A new fix has been released for FCSv1in how the system handles Overrides and “Ignore” vs “Ignore Always”. The associated KB article describes the details, but this fix changes a basic functionality of FCSv1 from the admin and end-user perspective, so we wanted to provide some extra guidance to help customers understand what the fix means and how it will affect them.
Impact #1: End-User notification when allowing an application that is blocked by default
First, the scenario in which this applies is when you have selected Ignore in the Overrides tab in a Client Security policy for a specific application that would by otherwise be blocked by default through the FCS antimalware signatures.
Before the fix
If an end user launches the application you have set to Ignore, then the end user will receive a notification despite the administrator having selected Ignore.
OK, so this is obviously not correct. The administrator chose Ignore for the application, and yet clearly the FCS client is NOT ignoring it.
What does the end user see exactly?
Why is this bad? The above behavior would result in a help desk call to the administrator.
After the fix
When an end user launches any application that has been configured to Ignore, application launches and end users do not get notified. This is Goodness, The FCS client behaves exactly like the administrator configured it to.
What does the end user see exactly? Nothing (which is what is desired)
Impact #2: Change in the override model
In the Overrides tab in Client Security policy, you can do these things:
More restrictive = you want to block more than what the default behavior would be.

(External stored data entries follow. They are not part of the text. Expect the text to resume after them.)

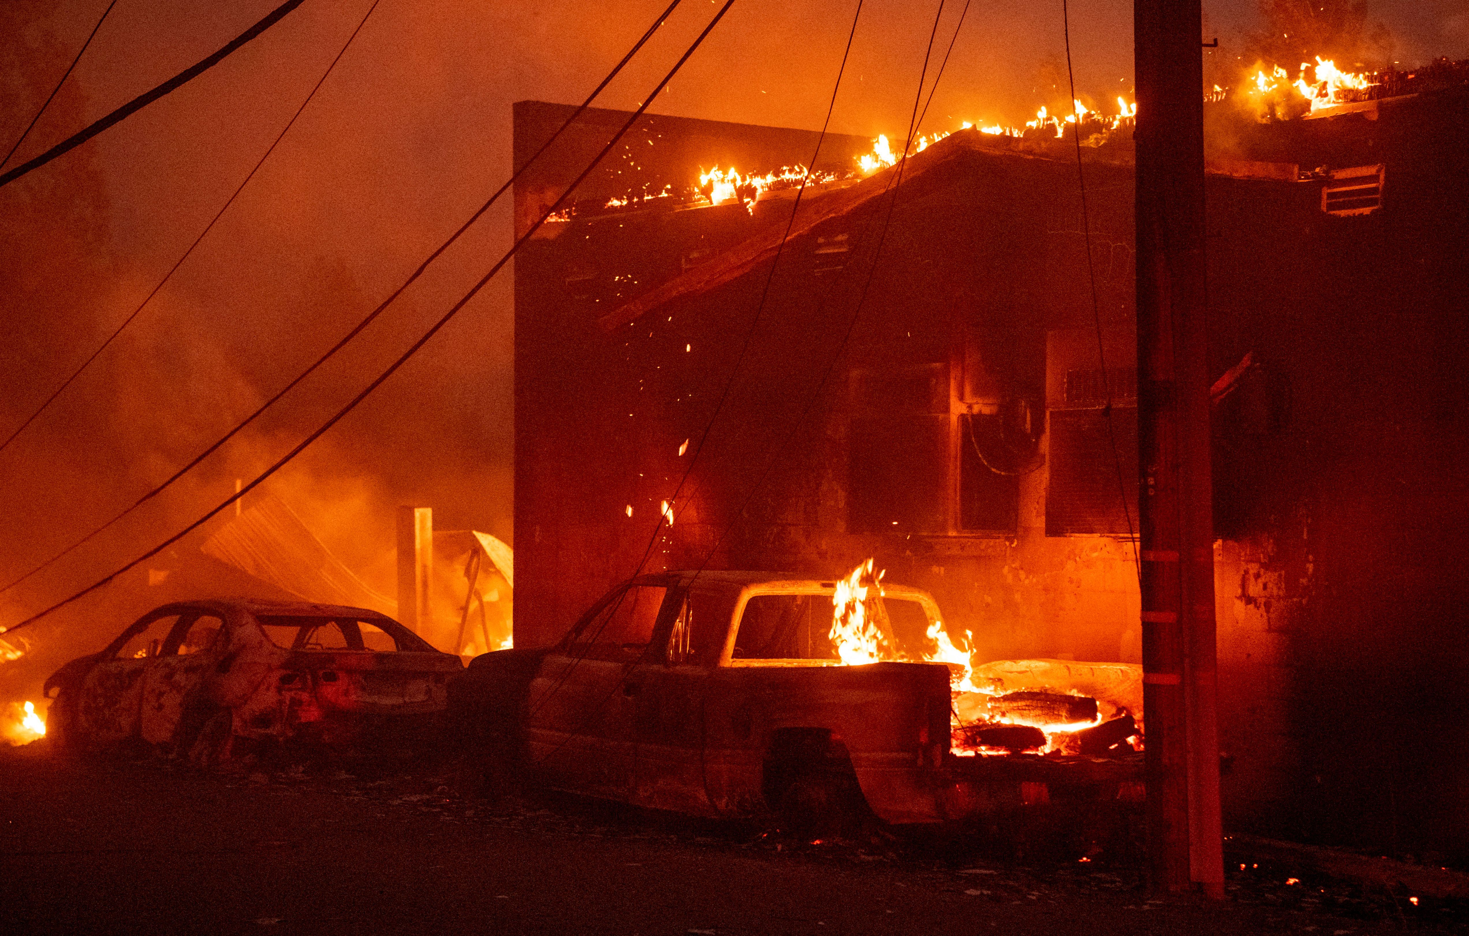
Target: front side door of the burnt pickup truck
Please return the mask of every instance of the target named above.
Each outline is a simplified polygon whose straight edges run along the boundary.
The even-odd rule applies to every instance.
[[[530,683],[526,739],[551,786],[627,799],[633,782],[636,688],[667,588],[627,585],[546,655]]]

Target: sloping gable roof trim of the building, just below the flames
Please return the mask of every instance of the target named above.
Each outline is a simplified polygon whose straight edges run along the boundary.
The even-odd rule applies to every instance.
[[[978,129],[964,129],[950,134],[945,140],[930,145],[923,153],[908,157],[903,169],[902,184],[909,184],[917,178],[936,172],[942,168],[968,159],[974,154],[984,156],[1018,156],[1022,159],[1044,159],[1052,162],[1075,162],[1074,144],[1064,140],[1022,140],[1018,137],[995,137],[981,134]],[[1131,168],[1134,165],[1131,148],[1119,145],[1083,148],[1083,162]],[[1299,176],[1293,163],[1259,163],[1246,160],[1209,160],[1206,170],[1210,175],[1221,175],[1240,179],[1274,179],[1294,182]],[[668,282],[645,292],[643,295],[618,306],[596,322],[604,331],[613,331],[623,325],[630,325],[643,314],[679,300],[686,295],[705,292],[724,285],[762,263],[774,259],[784,240],[796,240],[809,234],[820,223],[861,209],[862,206],[881,198],[889,191],[889,179],[898,172],[898,166],[890,166],[881,172],[862,179],[856,185],[837,188],[815,198],[802,198],[799,216],[790,226],[789,238],[783,223],[767,225],[759,234],[732,247],[721,256],[707,263],[674,276]],[[784,213],[780,215],[784,220]]]

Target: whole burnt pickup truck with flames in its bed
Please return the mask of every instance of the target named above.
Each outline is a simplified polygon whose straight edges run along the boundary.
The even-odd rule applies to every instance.
[[[1036,685],[1058,667],[1122,696],[1140,682],[1121,664],[971,669],[933,597],[870,561],[830,582],[670,572],[614,588],[555,647],[474,658],[450,717],[491,779],[707,817],[1140,799],[1140,698]]]

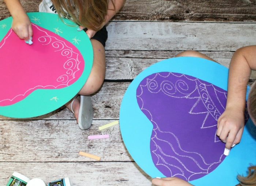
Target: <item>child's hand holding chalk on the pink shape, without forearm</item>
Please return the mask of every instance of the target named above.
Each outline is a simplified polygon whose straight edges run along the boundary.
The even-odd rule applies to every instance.
[[[12,30],[14,30],[20,39],[25,39],[25,41],[32,39],[33,30],[27,14],[20,14],[19,17],[13,19]]]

Less restrictive = you want to block less than what the default behavior would be.
After the fix
In other words, we removed a feature. You can no longer be more restrictive for a specific application. Specifically, you can no longer select Remove or Quarantine for specific applications.
Here how the UI changes:
Policy Dialog Before
Policy Dialog After
By removing this feature for specific applications, we have moved to a pure ”whitelist” model for applications.
Why we did this:
In general we do not like removing a feature, because that’s just rude. But in this case, the feature caused more problems than it solved. And our job is to make sure your problems are solved, not make new ones.